Rageuse, elle me branche sur Mathias, rêvant d’enfoncer sa fiche dans mon œil.

Le Rouillé : Bonsoir, patron, c’est gentil de penser à moi, depuis le temps que vous me laissez sans nouvelles.

San-Antonio : J’ai besoin de tes lumières.

Le Rouillé : De quoi s’agit-il, patron ?

San-Antonio : Un gus accidenté est dans le coaltar depuis un certain temps, or il sait des choses que j’aimerais lui faire raconter.

Le Rouillé : Je vois. C’est un vrai coma ?

San-Antonio : Il lui arrive de reconnaître sa femme et de proférer des mots.

Le Rouillé : Ça change tout. Je peux le voir ?

San-Antonio : Hôpital Jean-Claude Simoën, Sarcelles-la-Grisante.

Le Rouillé : Chambre ?

San-Antonio : Naissance de Saint Louis !

Le Rouillé : 1214 ?

San-Antonio : Mathias, je t’aime[14] !

Pourquoi me suis-je tourné vers le bon rouquin plein de science et de jugeote, de trouvailles hardies et d’idées postconçues ? Comme s’il pouvait faire quelque chose, là où les grands médecins de l’hôpital Jean-Claude Simoën piétinent. J’ai des élans, comme ça. Des impulsions plus exactement. Il m’arrive de décrocher un bigophone pour turluter à un gonzier auquel je ne pensais pas dix secondes plus tôt et qui, à l’instant, me devient nécessaire, voire indispensable. Il faut compter sur sa fougue parfois. Lui obéir, car elle procède d’un cheminement mental dont nous ne sommes pas conscients, mais qui est l’expression suprême de notre vérité. Maintenant, si tu penses que j’en remets, que j’en installe, donne-moi dix balles et j’irai boire un pot.

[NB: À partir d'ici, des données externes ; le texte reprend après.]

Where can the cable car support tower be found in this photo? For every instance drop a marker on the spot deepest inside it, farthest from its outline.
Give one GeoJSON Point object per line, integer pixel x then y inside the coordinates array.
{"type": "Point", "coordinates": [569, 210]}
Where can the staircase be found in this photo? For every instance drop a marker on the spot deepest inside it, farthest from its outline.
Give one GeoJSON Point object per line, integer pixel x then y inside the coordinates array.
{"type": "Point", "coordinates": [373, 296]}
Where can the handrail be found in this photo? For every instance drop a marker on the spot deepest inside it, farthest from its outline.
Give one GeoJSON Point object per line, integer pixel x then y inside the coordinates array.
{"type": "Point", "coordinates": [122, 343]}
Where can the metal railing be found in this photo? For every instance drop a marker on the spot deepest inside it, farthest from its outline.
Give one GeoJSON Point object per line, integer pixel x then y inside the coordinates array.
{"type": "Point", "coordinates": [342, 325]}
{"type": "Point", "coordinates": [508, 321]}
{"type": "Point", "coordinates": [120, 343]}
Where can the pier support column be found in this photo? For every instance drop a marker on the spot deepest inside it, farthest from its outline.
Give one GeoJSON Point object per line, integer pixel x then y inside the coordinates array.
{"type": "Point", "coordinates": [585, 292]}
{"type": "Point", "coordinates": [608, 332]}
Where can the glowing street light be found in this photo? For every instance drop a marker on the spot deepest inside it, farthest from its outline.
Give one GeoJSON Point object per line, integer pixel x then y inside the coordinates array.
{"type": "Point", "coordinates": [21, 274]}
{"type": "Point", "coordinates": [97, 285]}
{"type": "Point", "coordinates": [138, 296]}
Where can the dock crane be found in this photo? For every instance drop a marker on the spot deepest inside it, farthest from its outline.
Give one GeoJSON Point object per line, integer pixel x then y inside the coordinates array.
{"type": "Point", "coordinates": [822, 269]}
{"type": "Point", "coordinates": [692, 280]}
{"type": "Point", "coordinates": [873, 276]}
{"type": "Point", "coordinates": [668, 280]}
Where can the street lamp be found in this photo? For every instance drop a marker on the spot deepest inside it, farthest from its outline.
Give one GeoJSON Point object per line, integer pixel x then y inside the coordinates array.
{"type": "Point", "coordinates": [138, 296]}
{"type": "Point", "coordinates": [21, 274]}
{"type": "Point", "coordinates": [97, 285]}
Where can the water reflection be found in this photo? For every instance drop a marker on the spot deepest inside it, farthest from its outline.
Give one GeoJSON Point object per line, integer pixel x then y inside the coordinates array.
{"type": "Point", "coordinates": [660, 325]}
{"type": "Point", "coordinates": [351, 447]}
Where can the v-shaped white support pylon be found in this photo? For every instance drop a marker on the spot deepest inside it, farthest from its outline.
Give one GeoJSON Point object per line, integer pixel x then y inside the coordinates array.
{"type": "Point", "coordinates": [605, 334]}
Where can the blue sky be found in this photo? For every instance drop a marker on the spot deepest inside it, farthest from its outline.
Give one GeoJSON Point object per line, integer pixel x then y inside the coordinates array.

Voilà, la journée de travail commence à s’achever, dirait Bérurier. Smoulard éjambé repose dans un lit trop long pour lui. La Maison André, le chausseur sachant chausser, où il se fournissait, l’a radié de ses listes. L’inspecteur Chosacchi lorgne l’Immonde comme un mari jalmince lorgne le pied-plat qui fait danser sa gerce au mariage de la cousine Ninette. Il y a un secret en veilleuse dans cette chambre d’hôpital. Parviendrons-nous à le percer ?

Allez, oust, je t’en retourne en Finlande, là qu’on a découvert cette putain de liste fatidique et cosmopolite.